THE PEPTIDE BIBLE | LGD-4033 (Ligandrol) | For Research & Educational Purposes Only

Chapter Summary

LGD-4033 (Ligandrol; VK5211; Anabolicum): nonsteroidal oral SARM; Ligand Pharmaceuticals/Viking Therapeutics; MW 338 Da; C14H12F6N2O; half-life 24-36 hours; once daily oral dosing. Not FDA-approved. WADA S1.2 absolute ban.

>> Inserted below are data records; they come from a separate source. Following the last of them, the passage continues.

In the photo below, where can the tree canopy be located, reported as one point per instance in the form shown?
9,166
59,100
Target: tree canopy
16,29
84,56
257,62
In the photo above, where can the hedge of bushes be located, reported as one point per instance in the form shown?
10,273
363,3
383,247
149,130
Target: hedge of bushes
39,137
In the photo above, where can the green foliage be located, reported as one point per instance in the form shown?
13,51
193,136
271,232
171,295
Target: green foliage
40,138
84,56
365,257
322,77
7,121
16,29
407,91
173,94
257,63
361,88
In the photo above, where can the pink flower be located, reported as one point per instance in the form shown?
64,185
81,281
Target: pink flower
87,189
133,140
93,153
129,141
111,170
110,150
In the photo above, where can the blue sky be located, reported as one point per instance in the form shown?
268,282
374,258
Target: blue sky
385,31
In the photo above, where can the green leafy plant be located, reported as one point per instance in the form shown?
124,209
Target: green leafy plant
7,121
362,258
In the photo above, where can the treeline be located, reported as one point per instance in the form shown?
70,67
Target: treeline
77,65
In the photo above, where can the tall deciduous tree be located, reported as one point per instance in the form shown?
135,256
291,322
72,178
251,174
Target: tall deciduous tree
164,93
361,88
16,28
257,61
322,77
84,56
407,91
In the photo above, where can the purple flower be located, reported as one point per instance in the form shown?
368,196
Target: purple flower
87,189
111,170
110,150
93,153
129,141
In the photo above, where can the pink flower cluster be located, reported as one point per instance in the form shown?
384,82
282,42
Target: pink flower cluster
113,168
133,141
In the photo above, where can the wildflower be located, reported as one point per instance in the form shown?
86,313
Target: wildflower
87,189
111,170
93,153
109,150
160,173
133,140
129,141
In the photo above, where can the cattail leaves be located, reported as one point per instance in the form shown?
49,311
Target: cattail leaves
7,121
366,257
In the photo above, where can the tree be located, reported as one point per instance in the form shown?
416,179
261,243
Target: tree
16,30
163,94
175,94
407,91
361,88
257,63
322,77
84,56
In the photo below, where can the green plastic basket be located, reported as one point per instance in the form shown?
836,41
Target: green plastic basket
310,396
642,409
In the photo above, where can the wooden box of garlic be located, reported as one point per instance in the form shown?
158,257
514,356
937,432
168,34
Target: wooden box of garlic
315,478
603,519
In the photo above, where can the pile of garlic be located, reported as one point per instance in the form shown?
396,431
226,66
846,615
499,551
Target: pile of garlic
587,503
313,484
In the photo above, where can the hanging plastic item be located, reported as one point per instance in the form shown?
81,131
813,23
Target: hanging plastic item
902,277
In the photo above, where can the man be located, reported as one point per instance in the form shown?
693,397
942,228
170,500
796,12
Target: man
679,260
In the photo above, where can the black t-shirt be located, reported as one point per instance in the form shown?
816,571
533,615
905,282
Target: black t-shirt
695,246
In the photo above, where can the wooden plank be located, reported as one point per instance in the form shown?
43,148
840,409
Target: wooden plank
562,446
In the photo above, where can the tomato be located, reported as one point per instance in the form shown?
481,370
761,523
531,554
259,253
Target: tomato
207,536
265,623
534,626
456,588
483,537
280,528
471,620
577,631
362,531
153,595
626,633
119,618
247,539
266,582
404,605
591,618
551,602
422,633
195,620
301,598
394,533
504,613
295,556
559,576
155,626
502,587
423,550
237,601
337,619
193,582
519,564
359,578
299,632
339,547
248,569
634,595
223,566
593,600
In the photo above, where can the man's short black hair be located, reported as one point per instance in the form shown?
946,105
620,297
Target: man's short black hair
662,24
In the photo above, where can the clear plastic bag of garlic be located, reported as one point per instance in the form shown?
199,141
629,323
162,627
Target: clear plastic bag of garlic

MECHANISM: full AR agonist in muscle/bone; weaker agonist/antagonist in prostate; tissue selectivity via coregulator differences; HPTA suppression via hypothalamic/pituitary AR activation. PHASE 1 (Basaria 2013, J Gerontol; n=76; 21 days; 0.1/0.3/1 mg/day): lean mass +1.21 kg at 1 mg/day (p<0.001); no liver enzyme changes; dose-dependent testosterone and SHBG suppression; no serious AEs. Maximum Phase 1 dose = 1 mg. COMMUNITY DOSES = 5-20 mg. Dose gap 5-200x. PHASE 2 VK5211 (ASBMR 2018; hip fracture ≥65yo; 12 wks): significant lean mass improvement vs placebo; no drug-related SAEs; encouraging safety. DILI CASE: ACG Case Reports 2020; 10 mg/day 2 weeks; jaundice; resolved after stopping; isolated case vs RAD-140's larger series. HPTA SUPPRESSION: documented in Phase 1; dose-dependent; community doses expected more severe; PCT (tamoxifen 20 mg/day or clomiphene 25 mg/day; 4-6 weeks) required every cycle. DOPING VIOLATIONS: Canelo Álvarez 2018 (contaminated beef accepted); multiple NRL rugby players; tennis and T&F athletes. Detection window: 1-3+ weeks. COMMUNITY: 5-10 mg/day (starting); 10-20 mg/day (experienced); 6-8 week cycles; liver monitoring mandatory. vs RAD-140: LGD has more clinical Phase 1 data at low doses; smaller DILI series; similar suppression; similar potency range. vs OSTARINE: LGD is more potent/suppressive; Ostarine has more clinical data at efficacy doses; smaller hepatotoxicity signal. ACTIVE MALIGNANCY: hard stop. WADA: S1.2 absolute ban.